2020/11/23

散歩道

散歩道。

鉢の中の枯れ蓮。

目についた花や木の実。

レジェンドの鍼灸院。

 人気の江戸前寿司等。



















金星と烏

















忘れられない在宅ケア

忘れられない在宅ケア

再々録です。冒頭、25歳から仕事を始めて16年目とあります。現在(2020年)、41年目となります。この方のことは折に触れて思い出されます。そこでまた懲りずにnoteへ掲載します。一部修正しています。

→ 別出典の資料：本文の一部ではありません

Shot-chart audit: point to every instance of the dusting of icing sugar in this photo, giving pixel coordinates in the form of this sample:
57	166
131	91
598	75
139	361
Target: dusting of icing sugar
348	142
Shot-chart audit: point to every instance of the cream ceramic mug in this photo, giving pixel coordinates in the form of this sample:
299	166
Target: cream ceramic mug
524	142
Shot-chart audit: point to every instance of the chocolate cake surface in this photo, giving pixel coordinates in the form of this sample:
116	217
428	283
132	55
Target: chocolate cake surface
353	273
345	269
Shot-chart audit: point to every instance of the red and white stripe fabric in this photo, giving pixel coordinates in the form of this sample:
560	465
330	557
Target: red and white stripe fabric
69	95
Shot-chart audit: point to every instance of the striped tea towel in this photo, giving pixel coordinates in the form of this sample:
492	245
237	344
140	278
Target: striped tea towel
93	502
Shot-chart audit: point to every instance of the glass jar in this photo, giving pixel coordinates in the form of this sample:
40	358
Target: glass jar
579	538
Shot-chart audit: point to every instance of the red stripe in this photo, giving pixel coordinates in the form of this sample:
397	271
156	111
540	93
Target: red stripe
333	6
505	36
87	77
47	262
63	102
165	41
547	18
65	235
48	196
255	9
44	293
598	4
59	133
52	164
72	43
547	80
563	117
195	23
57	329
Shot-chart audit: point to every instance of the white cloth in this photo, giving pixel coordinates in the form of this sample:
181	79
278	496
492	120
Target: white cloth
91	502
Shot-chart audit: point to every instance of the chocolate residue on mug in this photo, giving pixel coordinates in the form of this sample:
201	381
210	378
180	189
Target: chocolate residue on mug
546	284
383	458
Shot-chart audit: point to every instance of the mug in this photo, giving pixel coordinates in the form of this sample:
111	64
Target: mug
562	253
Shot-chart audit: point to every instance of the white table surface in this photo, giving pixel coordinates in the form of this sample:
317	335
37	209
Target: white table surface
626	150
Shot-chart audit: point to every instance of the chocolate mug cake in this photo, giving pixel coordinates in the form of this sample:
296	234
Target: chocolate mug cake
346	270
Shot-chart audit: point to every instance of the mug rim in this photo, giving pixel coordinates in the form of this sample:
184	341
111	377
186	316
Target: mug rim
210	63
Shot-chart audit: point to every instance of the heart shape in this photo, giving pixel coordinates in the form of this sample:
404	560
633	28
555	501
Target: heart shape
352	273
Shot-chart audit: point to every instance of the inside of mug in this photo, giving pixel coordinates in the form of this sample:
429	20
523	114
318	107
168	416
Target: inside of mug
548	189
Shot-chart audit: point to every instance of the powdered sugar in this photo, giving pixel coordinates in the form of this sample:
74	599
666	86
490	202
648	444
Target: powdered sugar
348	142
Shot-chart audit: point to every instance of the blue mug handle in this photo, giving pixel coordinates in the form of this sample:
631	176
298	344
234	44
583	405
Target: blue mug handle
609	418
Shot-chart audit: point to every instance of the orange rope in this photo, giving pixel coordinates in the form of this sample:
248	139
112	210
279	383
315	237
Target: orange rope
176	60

この方の半身麻痺という障害を受容する過程はまさにコーンの分類そのものでした。


【コーンの分類】

1.ショック
突然の障害を受け、混乱して事態を理解できない。
2.回復への期待
いずれ障害が治ると期待している。
3.非嘆
治らない現実に直面し、希望を失い、無気力となり生きる意欲を失う。
4.防衛
「障害は良くならない」と思いながらも、このまま頑張れば良くなるのではと今までの方法に執着する。
5.適応
現実を深く見つめ、障害は新しい自分の個性であると受容し安寧な気持ちを抱く。


忘れられない在宅ケア

 二十五歳から往療マッサージの仕事を始めて今年で十六年目に入ります。
 そのうちには忘れられない患者さんが何人もおられました。そういう方たちの魅力は様々です。ある人はその闘病精神に感服させられました。また別の方の生きて来し方の素晴らしさに静かな感動を覚えたこともありました。病に倒れた現在の生きようがご家族を含めて実に魅力な印象の人も多くいます。いずれの方々も訪問するわたしの方に素晴らしい喜びをを残してくださったのです。

 中でもN氏はとりわけ強く印象に残る方でした。

[三百万円の納得]

 N氏は十年ほど前に八十歳で亡くなりました。(1985年に亡くなりました)
 最後の三年間は脳卒中の後遺症でほとんど寝たきり状態でしたが、明治生まれの頑固さで毎日仏間の椅子に腰掛けて、自分は「寝たきり老人」ではないと得心していました。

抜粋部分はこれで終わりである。